Nous nous sommes occupés de l’enterrer et les enfants qui étaient alors présents ont été fort malheureux. On ne pouvait faire autrement que de tenter de compenser cette peine et avons décidé de leur offrir un autre chien.

Nous sommes donc allés chercher Ossau, en référence au Pic Pyrénéen d’Ossau, un magnifique patou, un chien des Pyrénées, élevé dans une ferme au-dessus du village. Ossau a accompagné leur vie et la nôtre pendant près de 13 ans.

Nos amies les bêtes nous apportent énormément, un amour inconditionnel mais aussi une veille permanente sur notre sécurité, à plus forte raison un patou qui a dans les gênes la garde du troupeau contre l’attaque des loups.

Un jour, en allant chercher Benoît à Matabiau, me sentant un peu fatigué j’ai fini par faire une pause sur le bord du chemin. L’endroit était peu éclairé, nous étions avant la ville de Muret.

Dès que je me suis endormi des visiteurs ont commencé à vouloir ouvrir la portière. Ossau en parfait gardien montra immédiatement tous ces crocs prêts à les terrasser sur place, ses grognements m’ont réveillé. Sans lui je pense que j’aurai passé un sale quart d’heure. Maintenant je sais qu’il ne faut jamais s’arrêter dans un endroit trop tranquille et peu éclairé.

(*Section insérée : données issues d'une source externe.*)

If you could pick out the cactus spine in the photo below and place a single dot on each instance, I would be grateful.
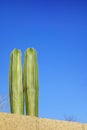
(15, 83)
(31, 85)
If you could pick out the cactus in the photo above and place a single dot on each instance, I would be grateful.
(15, 83)
(31, 85)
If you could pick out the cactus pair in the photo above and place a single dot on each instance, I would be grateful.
(23, 85)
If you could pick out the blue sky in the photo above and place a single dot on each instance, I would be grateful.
(58, 31)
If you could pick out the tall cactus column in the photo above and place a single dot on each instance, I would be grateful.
(31, 85)
(15, 83)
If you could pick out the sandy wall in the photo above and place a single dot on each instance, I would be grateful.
(10, 121)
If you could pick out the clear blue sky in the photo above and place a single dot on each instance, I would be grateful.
(58, 31)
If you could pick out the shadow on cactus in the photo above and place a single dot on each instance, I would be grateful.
(24, 87)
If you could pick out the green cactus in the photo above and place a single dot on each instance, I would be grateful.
(31, 85)
(15, 83)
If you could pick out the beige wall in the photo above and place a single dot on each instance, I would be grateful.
(10, 121)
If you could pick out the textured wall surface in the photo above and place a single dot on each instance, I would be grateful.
(10, 121)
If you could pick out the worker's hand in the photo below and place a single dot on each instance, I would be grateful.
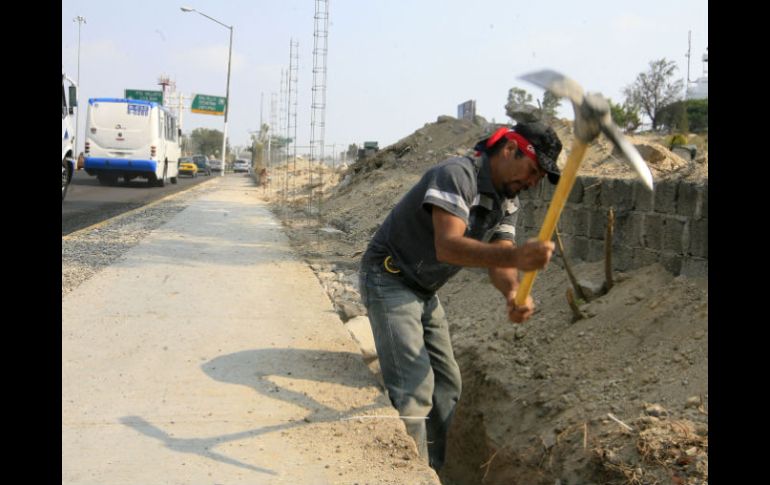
(519, 314)
(534, 255)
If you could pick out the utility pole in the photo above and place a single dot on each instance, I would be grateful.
(80, 20)
(687, 85)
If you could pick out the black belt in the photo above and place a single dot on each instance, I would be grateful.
(387, 263)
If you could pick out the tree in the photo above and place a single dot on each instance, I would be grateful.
(352, 152)
(207, 142)
(625, 116)
(654, 89)
(698, 115)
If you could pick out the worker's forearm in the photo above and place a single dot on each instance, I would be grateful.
(506, 280)
(463, 251)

Peu de temps plus tard, ma belle-mère voyant les enfants partir peu à peu en pension pour leurs études secondaires a décidé de s’installer à Pamiers. Cela arrangeait en fait tout le monde d’autant qu’en ce temps-là, les enfants pensionnaires au collège étaient rares et qu’ils rencontraient des difficultés à utiliser les interclasses ou leur mercredi pour faire leurs devoirs.

Bernard a été ainsi pensionnaire à Rambaud en 6e et 5e puis externe jusqu’en terminale. Benoît lui a été interne dès la classe de 6e, externe de la 5e à la 3e. Il a ensuite suivi les deux autres années au collège militaire d’Aix en Provence et a souhaité, avec notre complète approbation, revenir à Pamiers pour passer son baccalauréat.

Pierre, profitant de l’appartement de la belle-mère a pu être externe toute sa scolarité. Leurs études secondaires se sont déroulées au Lycée Gabriel Fauré. Après le baccalauréat, respectivement en 1981 et 1983, chacun commence les études supérieures à Toulouse. Ils ont été logés tous deux dans un studio que nous avions acheté proche du Grand Rond, rue Tivoli.

Pierre, lui, a préféré choisir une autre école pour débuter à Bordeaux. C’est ainsi qu’à partir de 1991 le dernier de nos trois fils avait pris également son envol. J’avais alors cinquante-huit ans.

Nos enfants ont fait tous trois de brillantes études de troisième cycle de commerce à Sup de Co Toulouse et Inseec Bordeaux, IAE Aix ou Kedge Marseille.

Leurs expériences et orientations professionnelles les amènent aujourd’hui à occuper des postes de dirigeants de services ou d’entreprises, Benoît et Pierre en région Île de France, Bernard aux USA et plus exactement à Miami.